National Centre for Cell Science, Pune, India.
Front Cell Infect Microbiol. 2019 Feb 4;9:15. doi: 10.3389/fcimb.2019.00015. eCollection 2019.
Leishmania parasites possess an exceptional oxidant and chemical defense mechanism, involving a very unique small molecular weight thiol, trypanothione (T[SH]), that helps the parasite to manage its survival inside the host macrophage. The reduced state of T[SH] is maintained by NADPH-dependent trypanothione reductase (TryR) by recycling trypanothione disulfide (TS). Along with its most important role as central reductant, T[SH] have also been assumed to regulate the activation of iron-sulfur cluster proteins (Fe/S). Fe/S clusters are versatile cofactors of various proteins and execute a much broader range of essential biological processes viz., TCA cycle, redox homeostasis, etc. Although, several Fe/S cluster proteins and their roles have been identified in Leishmania, some of the components of how T[SH] is involved in the regulation of Fe/S proteins remains to be explored. In pursuit of this aim, a systems biology approach was undertaken to get an insight into the overall picture to unravel how T[SH] synthesis and reduction is linked with the regulation of Fe/S cluster proteins and controls the redox homeostasis at a larger scale. In the current study, we constructed an kinetic model of T[SH] metabolism. T[SH] reduction reaction was introduced with a perturbation in the form of its inhibition to predict the overall behavior of the model. The main control of reaction fluxes were exerted by TryR reaction rate that affected almost all the important reactions in the model. It was observed that the model was more sensitive to the perturbation introduced in TryR reaction, 5 to 6-fold. Furthermore, due to inhibition, the T[SH] synthesis rate was observed to be gradually decreased by 8 to 14-fold. This has also caused an elevated level of free radicals which apparently affected the activation of Fe/S cluster proteins. The present kinetic model has demonstrated the importance of T[SH] in leishmanial cellular redox metabolism. Hence, we suggest that, by designing highly potent and specific inhibitors of TryR enzyme, inhibition of T[SH] reduction and overall inhibition of most of the downstream pathways including Fe/S protein activation reactions, can be accomplished.
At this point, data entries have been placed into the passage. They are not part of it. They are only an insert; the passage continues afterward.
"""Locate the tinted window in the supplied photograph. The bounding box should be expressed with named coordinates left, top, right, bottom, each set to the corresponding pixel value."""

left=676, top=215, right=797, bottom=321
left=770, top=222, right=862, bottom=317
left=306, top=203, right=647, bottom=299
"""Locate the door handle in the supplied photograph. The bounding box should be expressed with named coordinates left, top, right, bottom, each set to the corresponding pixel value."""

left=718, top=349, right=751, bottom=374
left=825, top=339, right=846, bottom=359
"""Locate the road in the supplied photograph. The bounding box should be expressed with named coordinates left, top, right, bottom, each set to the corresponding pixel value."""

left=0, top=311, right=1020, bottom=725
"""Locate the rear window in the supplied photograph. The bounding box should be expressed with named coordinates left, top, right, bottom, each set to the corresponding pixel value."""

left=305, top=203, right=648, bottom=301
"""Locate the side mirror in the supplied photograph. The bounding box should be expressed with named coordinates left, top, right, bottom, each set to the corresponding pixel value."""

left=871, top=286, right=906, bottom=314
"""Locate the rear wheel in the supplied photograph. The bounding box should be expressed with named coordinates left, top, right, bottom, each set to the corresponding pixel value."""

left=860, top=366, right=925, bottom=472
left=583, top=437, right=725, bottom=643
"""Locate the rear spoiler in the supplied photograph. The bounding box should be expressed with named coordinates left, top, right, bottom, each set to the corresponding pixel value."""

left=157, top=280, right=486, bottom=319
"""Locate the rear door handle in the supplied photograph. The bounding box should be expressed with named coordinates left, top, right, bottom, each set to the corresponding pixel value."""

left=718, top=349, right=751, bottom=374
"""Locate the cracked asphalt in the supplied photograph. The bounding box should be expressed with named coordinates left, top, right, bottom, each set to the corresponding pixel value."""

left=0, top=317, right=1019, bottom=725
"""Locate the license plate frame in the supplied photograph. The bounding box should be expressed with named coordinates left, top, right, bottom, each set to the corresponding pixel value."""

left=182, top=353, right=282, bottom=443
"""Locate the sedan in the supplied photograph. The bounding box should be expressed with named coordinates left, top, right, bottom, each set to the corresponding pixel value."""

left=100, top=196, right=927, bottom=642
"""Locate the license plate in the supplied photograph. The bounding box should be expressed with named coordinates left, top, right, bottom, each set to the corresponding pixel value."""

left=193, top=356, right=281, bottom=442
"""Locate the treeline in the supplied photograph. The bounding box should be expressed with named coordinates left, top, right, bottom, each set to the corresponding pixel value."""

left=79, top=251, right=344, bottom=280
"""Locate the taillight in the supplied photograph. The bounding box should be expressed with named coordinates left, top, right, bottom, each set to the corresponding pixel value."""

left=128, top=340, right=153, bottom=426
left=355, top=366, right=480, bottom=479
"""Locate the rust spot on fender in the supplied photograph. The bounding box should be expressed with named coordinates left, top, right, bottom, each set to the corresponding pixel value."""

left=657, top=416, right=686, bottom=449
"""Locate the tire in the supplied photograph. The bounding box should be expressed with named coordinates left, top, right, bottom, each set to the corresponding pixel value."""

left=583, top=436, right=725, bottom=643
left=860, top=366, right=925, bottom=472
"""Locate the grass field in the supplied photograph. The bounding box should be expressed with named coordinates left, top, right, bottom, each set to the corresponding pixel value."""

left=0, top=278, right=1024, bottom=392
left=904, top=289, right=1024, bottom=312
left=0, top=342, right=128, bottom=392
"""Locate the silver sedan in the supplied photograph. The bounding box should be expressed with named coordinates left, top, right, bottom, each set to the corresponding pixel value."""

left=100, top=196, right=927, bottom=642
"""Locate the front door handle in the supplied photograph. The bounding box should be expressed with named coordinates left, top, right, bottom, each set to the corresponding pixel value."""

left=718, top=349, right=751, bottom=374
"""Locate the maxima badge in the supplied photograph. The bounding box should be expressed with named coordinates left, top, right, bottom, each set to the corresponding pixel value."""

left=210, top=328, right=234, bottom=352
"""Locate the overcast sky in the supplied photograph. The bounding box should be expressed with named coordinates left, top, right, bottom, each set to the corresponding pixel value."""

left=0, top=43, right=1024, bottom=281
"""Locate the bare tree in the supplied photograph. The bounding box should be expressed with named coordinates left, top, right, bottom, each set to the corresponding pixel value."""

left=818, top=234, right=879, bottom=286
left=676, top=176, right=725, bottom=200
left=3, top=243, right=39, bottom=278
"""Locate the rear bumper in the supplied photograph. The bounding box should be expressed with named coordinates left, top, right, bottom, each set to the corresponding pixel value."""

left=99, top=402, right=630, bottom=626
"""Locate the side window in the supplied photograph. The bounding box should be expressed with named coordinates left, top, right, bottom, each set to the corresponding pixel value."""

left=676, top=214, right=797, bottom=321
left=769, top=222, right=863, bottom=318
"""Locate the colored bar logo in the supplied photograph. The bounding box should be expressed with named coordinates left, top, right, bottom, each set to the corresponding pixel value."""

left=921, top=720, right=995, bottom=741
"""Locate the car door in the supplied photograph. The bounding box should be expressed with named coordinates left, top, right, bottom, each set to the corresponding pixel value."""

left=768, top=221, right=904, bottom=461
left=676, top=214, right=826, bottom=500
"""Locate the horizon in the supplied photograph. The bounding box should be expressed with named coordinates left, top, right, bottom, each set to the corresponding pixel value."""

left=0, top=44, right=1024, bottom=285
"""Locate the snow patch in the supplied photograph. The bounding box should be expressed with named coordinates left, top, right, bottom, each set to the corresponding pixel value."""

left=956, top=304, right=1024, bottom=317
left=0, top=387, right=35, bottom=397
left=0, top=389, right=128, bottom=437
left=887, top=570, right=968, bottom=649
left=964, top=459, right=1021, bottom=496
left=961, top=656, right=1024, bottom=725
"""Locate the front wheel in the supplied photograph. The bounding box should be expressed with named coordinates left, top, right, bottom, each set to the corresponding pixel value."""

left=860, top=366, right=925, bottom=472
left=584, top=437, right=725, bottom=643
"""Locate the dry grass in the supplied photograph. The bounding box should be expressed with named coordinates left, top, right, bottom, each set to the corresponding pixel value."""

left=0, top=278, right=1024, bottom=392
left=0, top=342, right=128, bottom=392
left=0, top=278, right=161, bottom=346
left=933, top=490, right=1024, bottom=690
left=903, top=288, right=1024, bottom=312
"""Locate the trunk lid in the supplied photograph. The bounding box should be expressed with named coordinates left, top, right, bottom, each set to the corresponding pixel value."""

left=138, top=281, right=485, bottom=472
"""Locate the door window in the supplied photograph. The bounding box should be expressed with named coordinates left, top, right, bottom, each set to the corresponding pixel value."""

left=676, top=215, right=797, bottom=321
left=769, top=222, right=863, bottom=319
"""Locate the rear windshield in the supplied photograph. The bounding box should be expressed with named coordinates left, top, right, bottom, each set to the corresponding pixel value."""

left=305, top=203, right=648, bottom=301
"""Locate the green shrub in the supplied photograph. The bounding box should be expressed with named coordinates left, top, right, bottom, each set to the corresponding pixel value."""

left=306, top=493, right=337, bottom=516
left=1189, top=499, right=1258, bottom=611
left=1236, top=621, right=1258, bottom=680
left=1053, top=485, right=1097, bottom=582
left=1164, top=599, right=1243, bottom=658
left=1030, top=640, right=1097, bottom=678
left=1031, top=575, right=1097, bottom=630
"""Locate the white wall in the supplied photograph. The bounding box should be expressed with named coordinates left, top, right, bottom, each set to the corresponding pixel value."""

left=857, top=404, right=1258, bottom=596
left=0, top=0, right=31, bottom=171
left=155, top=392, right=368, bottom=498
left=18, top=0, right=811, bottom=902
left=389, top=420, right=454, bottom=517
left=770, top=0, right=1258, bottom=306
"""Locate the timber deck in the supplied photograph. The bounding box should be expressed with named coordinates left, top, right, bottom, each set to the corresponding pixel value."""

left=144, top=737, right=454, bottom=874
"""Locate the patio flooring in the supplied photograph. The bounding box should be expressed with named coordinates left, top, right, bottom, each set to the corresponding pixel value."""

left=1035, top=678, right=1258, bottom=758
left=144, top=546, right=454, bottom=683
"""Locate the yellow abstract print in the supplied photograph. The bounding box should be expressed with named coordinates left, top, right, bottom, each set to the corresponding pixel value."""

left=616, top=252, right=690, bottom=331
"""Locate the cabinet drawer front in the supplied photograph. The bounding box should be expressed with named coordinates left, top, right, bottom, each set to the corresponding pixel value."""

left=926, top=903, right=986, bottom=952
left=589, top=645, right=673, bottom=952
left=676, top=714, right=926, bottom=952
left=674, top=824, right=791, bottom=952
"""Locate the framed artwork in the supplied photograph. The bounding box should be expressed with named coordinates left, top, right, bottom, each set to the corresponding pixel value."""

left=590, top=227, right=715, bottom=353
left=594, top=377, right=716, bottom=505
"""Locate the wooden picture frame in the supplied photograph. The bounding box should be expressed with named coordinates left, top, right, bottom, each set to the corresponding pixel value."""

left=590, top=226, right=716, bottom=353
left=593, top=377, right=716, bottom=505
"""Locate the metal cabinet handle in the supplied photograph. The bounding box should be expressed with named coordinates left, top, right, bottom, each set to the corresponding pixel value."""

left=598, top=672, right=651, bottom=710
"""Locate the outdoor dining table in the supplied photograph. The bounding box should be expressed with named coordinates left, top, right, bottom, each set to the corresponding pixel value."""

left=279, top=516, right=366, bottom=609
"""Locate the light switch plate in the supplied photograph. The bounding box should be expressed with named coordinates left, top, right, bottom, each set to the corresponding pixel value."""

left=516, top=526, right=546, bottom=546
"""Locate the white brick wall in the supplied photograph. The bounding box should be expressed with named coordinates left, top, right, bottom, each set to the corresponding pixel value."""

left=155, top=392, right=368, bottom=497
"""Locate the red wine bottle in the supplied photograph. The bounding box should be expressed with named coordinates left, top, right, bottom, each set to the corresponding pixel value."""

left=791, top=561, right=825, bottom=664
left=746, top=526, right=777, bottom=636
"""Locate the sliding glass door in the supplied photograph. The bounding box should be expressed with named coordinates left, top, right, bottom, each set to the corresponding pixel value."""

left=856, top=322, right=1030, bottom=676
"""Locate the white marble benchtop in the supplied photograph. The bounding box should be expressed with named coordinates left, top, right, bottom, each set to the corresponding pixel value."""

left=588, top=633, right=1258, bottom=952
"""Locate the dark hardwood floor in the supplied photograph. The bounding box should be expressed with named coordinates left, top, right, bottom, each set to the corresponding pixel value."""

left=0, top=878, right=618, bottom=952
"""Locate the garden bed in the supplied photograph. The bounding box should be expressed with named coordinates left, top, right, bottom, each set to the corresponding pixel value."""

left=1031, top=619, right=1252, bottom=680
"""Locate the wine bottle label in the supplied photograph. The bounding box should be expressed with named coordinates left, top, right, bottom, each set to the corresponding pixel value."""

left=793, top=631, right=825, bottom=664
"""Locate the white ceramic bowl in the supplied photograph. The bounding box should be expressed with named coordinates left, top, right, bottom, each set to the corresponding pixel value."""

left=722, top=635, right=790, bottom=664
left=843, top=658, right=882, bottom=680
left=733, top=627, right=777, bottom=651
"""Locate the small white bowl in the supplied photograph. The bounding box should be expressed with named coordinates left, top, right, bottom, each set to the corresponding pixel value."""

利什曼原虫寄生虫拥有一种特殊的氧化剂和化学防御机制,涉及一种非常独特的小分子硫醇,即 trypanothione(T[SH]),它有助于寄生虫在宿主巨噬细胞内生存。T[SH]的还原状态由 NADPH 依赖性 trypanothione 还原酶(TryR)通过回收 trypanothione 二硫化物(TS)来维持。除了作为中央还原剂的最重要作用外,T[SH] 还被认为可以调节铁硫簇蛋白(Fe/S)的激活。Fe/S 簇是各种蛋白质的多功能辅助因子,执行更广泛的基本生物过程,例如 TCA 循环、氧化还原平衡等。尽管已经在利什曼原虫中鉴定出了几种 Fe/S 簇蛋白及其作用,但 T[SH] 如何参与 Fe/S 蛋白的调节以及如何控制更大规模的氧化还原平衡的一些组成部分仍有待探索。为了实现这一目标,采用系统生物学方法深入了解整体情况,以揭示 T[SH] 合成和还原如何与 Fe/S 簇蛋白的调节以及控制更大规模的氧化还原平衡相关联。在当前的研究中,我们构建了 T[SH] 代谢的动力学模型。T[SH] 还原反应被引入了一种抑制形式,以预测模型的整体行为。TryR 反应速率对反应通量的主要控制作用几乎影响了模型中的所有重要反应。观察到模型对 TryR 反应中引入的扰动更加敏感,达到 5 到 6 倍。此外,由于抑制作用,T[SH] 合成速率逐渐降低了 8 到 14 倍。这也导致自由基水平升高,显然影响了 Fe/S 簇蛋白的激活。目前的动力学模型证明了 T[SH] 在利什曼原虫细胞氧化还原代谢中的重要性。因此,我们建议通过设计高效且特异性的 TryR 酶抑制剂,可以抑制 T[SH] 的还原和包括 Fe/S 蛋白激活反应在内的大多数下游途径的整体抑制。